It’s hard not to feel like Yale is a magical place as a first year. If our gothic castles, mazes of underground tunnels and secret passageways didn’t make you feel like you were at Hogwarts, then you probably didn’t explore campus enough. If the professors and famous speakers who frequent campus every week didn’t seem like wizards to you, then you probably didn’t understand just how talented they were.

But that magic fades as we get older. As we get accustomed to fancy buildings and visits from presidential candidates, it becomes easier to notice the problems that make campus feel a little less special. The same students who bemoan the student income contribution and the lack of adequate mental health counseling on campus today were once bright-eyed first-years, ones who sat in the front row when Howard Dean debated the Yale Political Union.

And yet somehow, despite all of Yale’s issues, we get some of that first-year magic back by the end of our senior year. We realize how strange it is that our campus controversies make the pages of the New York Times. We regain appreciation for the major politicians, economists and thinkers who take the time to give us feedback on our essays, most of which we threw together after a night at Woads. We dread leaving a place where late-night conversations about sports are just as common as arguments about geopolitics.

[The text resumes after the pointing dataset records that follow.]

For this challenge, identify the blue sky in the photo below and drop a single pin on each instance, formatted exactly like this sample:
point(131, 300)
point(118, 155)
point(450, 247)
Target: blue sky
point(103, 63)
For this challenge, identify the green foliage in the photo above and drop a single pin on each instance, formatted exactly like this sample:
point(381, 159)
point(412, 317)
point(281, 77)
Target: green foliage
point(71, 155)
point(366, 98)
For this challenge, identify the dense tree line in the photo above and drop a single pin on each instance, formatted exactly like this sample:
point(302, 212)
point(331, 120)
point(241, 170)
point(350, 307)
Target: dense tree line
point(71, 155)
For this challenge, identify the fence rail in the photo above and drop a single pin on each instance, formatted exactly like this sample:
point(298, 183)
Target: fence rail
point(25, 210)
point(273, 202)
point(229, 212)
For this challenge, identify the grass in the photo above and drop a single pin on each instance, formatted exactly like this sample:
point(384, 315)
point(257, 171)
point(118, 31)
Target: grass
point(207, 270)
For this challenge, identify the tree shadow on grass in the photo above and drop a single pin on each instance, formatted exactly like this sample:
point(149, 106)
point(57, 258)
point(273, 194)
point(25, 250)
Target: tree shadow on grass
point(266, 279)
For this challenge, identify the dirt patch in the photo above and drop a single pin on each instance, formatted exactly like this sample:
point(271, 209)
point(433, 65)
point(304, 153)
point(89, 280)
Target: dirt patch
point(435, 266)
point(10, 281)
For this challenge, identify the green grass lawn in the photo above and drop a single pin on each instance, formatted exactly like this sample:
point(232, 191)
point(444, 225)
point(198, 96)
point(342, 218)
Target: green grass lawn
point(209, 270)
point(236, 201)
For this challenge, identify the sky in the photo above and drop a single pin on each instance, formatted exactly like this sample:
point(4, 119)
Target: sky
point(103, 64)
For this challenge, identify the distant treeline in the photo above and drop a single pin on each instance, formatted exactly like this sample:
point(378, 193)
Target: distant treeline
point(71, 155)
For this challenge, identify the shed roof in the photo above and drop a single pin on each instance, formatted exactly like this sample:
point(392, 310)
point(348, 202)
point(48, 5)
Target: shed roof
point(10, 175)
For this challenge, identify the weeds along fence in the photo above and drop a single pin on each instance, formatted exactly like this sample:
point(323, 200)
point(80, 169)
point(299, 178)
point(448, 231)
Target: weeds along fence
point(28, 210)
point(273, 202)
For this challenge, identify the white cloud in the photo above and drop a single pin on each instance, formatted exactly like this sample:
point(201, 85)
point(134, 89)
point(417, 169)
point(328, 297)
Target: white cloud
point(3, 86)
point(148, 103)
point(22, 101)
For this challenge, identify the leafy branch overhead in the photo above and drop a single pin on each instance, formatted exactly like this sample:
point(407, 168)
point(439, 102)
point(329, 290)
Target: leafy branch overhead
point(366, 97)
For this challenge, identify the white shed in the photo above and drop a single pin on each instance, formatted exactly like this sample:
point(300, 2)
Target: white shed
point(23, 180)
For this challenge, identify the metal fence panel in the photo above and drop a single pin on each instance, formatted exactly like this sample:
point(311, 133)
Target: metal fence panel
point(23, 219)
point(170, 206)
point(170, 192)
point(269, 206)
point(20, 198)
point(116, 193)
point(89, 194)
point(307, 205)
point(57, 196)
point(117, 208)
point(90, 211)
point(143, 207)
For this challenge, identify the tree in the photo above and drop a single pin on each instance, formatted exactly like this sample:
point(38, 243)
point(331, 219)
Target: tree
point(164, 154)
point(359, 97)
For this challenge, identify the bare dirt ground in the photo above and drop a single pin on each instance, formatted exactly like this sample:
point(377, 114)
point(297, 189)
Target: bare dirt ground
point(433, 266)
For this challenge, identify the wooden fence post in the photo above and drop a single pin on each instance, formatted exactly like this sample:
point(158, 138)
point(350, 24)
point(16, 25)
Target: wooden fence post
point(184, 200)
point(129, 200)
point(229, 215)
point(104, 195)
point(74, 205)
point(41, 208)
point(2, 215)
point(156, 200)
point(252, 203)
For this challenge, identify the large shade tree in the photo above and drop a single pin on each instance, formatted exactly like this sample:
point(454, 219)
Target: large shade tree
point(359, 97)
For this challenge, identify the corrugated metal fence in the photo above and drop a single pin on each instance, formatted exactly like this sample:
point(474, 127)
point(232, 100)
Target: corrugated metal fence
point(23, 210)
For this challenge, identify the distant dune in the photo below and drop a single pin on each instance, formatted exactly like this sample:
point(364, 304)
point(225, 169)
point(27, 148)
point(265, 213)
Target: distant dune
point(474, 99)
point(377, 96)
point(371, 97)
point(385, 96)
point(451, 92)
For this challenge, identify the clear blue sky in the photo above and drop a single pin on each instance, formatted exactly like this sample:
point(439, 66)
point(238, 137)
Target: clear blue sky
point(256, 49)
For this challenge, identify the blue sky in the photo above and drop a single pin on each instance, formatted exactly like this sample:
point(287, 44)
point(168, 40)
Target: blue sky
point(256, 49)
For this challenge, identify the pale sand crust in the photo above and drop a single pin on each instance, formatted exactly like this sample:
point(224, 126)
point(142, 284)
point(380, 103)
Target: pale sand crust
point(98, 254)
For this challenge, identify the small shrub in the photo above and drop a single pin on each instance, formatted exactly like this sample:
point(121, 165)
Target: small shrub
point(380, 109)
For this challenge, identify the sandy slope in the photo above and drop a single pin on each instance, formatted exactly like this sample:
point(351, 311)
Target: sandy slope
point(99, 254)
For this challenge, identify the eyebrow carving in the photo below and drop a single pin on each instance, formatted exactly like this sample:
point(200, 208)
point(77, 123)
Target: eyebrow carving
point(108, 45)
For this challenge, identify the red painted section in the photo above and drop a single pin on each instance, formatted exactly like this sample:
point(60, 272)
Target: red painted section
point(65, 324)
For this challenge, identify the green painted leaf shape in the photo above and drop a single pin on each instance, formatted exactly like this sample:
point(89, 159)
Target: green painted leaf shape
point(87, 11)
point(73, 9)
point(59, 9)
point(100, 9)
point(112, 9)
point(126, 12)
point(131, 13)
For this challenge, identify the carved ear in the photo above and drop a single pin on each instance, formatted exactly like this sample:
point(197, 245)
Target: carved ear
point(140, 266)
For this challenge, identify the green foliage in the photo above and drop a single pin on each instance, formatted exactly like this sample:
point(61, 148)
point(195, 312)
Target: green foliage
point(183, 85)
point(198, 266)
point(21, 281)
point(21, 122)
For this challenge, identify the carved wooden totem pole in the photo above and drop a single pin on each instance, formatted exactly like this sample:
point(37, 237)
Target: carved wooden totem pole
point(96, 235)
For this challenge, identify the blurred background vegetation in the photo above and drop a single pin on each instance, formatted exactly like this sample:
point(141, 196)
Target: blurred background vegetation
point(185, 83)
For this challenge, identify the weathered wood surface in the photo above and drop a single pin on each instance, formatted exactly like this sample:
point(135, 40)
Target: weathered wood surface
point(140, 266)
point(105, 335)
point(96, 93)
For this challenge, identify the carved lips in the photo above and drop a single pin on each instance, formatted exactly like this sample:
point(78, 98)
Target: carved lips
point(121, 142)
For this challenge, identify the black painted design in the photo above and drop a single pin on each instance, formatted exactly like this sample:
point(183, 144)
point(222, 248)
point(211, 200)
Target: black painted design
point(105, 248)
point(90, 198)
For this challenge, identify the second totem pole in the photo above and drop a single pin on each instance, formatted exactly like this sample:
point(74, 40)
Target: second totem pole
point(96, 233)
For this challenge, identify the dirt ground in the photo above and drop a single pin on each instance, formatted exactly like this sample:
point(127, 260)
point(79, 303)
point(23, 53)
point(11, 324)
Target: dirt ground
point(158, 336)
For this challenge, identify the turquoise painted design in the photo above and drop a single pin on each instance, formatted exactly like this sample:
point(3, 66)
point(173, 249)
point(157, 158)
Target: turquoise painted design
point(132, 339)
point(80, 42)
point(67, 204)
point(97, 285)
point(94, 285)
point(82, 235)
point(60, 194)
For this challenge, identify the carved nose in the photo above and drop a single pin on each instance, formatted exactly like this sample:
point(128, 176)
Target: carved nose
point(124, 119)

So which is it? Is Yale magical or isn’t it? I’ve found it difficult to reconcile all the memories I’ve cherished here with all the problems that plague our campus. But I think I’ve found a way to do so. Regardless of what our majors may have been, the books we read and the ideas we studied were exciting. And that’s where the magic is. What we should admire about our college experience is information and knowledge in itself — not the medium that delivered it to us. Yale brought us together and made it possible for us to have important conversations and arguments. For that, I am grateful.

But Yale itself is not magical – it’s the world that Yale taught us about that is. The theorems in our math textbooks and anecdotes from our history classes are what are magical. The odd intellectual niches of each member of the Class of 2018 are what are magical. Hell, even the drunken conversations we’ve all had with one another at 2 a.m. are magical in their own way. Yale is just a collection of institutions, flawed as they may be, that gave us a glimpse of those magical moments.

Our generation faces a laundry list of problems that we’ve all heard about by now: rising income inequality, the effects of climate change, gun violence and so many more. But whatever the problem du jour may be tomorrow, let’s not forget that we still have stories to hear, laughter to share and communities to enjoy. The joy we find in these aspects of our lives are why we care about solving any of these problems to begin with. We (hopefully) studied topics that brought us happiness and piqued our interest precisely because we are excited about the wonders of the world that we live in.

Commencement columns and speeches almost always follow the same formula: They begin with an anecdote illustrating how grateful we ought to be for the privilege of attending Yale and go on to explain that this privilege confers upon us a moral obligation to change the world for the better. That’s all true, but I think we have a far less didactic reason to help. The world is a magical place. Shouldn’t we keep it that way?